The book constantly quotes a supposed "secret document" revealing
that the Intelligent Design movement wants to re-Christianize America in three
phases. But this is not a secret at all. In fact, the leaders of the ID
movement have explicitly stated their goals in public many times, for instance
in the books by Phillip E. Johnson. By referring to a "secret"
document, the authors of this book want to give the impression that creationism
is some kind of underground conspiracy. If only!
Even worse, Forrest and Gross claims that the ID movement grew out of "the
personal divorce crisis of Phillip E. Johnson". Frankly, this is really
low. It's unserious in other ways, too. The ID movement is a successful political
and social phenomenon. Such things don't come into being simply due to the
personal idiosyncracies of one man.
Another problem with this book, is that it constantly attacks the creationists
for not having published anything in peer-reviewed journals. Of course they
haven't. They're being censored! Presumably, the authors mean that creationists
are stopped from publishing in scientific journals because they aren't
scientific. But Forrest and Gross frame their argument in a
bureaucratic-institutional manner, where the very fact that you belong to the
"in-group" somehow guarantees your scientific character. That is
naive at best.
Finally, I note that Forrest and Gross claim that only evolutionary biologists
can properly understand the evidence for evolution. But the authors are not
evolutionary biologists themselves. Should we simply take their word on faith?

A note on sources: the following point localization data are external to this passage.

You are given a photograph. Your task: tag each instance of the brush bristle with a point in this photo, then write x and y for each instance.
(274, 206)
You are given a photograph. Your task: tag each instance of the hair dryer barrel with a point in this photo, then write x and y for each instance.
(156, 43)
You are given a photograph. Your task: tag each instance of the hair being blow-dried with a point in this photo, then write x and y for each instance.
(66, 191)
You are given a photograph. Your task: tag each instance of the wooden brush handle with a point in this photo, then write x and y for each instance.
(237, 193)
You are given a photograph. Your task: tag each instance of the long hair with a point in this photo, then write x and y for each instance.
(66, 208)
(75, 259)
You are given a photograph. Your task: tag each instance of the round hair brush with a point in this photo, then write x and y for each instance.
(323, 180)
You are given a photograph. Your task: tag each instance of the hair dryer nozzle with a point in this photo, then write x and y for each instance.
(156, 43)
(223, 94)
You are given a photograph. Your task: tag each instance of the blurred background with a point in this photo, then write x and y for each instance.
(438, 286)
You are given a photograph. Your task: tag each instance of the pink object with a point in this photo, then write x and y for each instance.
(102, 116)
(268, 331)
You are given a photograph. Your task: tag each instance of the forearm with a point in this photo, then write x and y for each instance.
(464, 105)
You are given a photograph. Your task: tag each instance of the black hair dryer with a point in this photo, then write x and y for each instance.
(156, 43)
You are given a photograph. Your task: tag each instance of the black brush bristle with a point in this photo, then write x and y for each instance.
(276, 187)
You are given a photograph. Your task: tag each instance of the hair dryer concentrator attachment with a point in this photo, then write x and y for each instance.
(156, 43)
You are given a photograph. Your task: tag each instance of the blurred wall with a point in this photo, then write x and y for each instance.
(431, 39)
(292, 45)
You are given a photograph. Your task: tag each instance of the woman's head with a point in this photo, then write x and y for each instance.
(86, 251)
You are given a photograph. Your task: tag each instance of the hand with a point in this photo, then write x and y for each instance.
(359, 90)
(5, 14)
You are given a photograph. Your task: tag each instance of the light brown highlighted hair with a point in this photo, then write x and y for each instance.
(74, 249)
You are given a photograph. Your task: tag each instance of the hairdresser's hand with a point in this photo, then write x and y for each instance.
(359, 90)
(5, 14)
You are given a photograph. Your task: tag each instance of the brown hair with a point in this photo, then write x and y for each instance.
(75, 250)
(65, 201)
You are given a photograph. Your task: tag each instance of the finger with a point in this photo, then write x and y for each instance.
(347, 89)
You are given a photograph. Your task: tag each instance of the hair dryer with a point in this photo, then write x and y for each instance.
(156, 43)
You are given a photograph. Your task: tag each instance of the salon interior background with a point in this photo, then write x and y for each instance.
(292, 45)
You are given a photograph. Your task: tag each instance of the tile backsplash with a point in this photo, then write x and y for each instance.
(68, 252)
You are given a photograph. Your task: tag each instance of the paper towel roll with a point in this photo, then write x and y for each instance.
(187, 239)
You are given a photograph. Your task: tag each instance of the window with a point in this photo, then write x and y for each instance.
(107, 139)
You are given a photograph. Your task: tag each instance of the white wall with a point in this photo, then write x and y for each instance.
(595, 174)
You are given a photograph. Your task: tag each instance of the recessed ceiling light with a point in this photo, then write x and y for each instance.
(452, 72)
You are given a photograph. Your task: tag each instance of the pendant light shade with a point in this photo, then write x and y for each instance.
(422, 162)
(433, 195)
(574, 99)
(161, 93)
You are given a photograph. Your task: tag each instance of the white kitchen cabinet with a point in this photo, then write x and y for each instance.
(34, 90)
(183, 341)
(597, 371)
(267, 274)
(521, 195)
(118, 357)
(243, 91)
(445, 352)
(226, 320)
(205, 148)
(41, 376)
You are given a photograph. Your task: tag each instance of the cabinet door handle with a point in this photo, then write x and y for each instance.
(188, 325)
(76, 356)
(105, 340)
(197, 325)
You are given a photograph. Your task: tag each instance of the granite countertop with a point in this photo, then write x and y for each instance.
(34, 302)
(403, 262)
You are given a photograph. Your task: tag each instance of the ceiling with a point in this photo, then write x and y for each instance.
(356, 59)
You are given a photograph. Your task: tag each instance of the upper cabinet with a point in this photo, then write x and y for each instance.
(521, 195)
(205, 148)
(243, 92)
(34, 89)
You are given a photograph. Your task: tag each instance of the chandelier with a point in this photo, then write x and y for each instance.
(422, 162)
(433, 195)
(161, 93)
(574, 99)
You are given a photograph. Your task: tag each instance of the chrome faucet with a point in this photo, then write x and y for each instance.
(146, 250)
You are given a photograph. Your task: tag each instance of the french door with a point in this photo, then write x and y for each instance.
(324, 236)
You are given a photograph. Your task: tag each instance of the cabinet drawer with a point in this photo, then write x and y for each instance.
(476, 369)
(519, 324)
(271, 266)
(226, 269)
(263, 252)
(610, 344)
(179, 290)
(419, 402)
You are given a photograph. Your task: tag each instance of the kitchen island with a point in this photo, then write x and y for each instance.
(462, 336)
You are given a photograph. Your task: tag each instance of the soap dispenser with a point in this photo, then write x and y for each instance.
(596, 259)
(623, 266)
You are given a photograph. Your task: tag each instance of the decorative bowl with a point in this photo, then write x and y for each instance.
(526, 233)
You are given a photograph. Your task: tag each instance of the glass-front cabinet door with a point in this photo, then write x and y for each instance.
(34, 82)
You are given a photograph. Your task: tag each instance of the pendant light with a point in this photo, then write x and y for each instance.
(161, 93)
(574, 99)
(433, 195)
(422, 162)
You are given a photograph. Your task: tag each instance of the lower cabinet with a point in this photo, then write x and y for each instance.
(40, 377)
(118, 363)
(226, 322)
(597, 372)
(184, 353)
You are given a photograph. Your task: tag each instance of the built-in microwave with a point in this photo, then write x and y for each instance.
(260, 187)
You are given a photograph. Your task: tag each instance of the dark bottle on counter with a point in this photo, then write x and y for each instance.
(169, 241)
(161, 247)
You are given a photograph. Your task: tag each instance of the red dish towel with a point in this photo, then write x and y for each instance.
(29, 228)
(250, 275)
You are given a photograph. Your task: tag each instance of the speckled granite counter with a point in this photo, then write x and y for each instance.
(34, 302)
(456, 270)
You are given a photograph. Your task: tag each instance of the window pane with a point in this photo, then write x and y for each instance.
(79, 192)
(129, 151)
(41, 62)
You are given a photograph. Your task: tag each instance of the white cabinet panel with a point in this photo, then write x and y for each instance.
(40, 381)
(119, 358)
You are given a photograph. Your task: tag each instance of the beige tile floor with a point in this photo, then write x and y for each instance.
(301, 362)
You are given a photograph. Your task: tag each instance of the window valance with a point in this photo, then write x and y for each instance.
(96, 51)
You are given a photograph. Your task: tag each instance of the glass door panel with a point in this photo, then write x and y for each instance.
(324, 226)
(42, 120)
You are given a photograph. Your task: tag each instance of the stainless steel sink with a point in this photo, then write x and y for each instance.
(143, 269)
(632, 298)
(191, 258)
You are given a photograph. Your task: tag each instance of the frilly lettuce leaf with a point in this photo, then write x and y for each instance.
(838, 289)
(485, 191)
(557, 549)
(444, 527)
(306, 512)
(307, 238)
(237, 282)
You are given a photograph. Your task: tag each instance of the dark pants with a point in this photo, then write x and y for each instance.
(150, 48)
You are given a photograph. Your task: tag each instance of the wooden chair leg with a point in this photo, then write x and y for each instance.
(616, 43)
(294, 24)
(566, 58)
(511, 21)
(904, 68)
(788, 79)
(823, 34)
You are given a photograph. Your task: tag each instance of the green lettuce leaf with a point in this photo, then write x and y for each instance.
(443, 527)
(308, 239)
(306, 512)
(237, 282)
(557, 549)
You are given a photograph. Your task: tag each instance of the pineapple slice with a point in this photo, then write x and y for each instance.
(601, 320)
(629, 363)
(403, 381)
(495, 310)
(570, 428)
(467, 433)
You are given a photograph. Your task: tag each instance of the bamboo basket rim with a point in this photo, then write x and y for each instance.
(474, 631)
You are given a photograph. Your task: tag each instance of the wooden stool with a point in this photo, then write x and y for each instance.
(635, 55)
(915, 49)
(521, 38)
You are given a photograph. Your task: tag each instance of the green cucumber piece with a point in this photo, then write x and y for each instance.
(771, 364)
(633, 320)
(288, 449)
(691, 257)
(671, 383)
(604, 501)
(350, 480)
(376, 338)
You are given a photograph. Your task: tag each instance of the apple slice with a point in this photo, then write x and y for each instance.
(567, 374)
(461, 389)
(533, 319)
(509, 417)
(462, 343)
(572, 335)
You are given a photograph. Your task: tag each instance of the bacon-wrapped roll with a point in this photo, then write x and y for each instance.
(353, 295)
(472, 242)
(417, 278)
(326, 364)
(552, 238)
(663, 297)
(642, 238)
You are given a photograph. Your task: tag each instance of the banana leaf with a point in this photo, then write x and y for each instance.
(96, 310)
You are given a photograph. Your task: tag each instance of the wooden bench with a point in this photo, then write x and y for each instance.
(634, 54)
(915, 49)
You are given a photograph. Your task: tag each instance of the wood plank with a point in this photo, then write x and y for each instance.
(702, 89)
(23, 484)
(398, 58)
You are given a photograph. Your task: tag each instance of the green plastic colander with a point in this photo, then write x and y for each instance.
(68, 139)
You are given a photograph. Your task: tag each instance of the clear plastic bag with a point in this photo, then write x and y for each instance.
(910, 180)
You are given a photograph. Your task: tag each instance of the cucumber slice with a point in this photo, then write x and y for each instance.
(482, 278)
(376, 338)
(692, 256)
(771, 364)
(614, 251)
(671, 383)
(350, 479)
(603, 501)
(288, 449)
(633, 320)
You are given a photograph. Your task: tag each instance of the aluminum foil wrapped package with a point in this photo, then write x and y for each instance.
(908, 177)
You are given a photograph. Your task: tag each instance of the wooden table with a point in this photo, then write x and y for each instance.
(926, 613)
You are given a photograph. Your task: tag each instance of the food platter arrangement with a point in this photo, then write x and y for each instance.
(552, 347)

A strange suggestion, coming from two opponents of fundamentalist religion...
One wonders what on earth Richard Dawkins have been doing all this time, as
professor of public understanding of science, if only a small elite can
"properly" understand the evidence for the greatest show on earth!
If the ID movement, or fundamentalist Christians in general, decide to use this
book to expose "the secular humanist agenda", they might very well
succeed. Indeed, had I been a holy roller, I would immidiately order 1000
copies, and hand them out for free on revivalist meetings.
By all means, buy this book too if you like, but please don't let it frame your
arguments. Only one star out of five!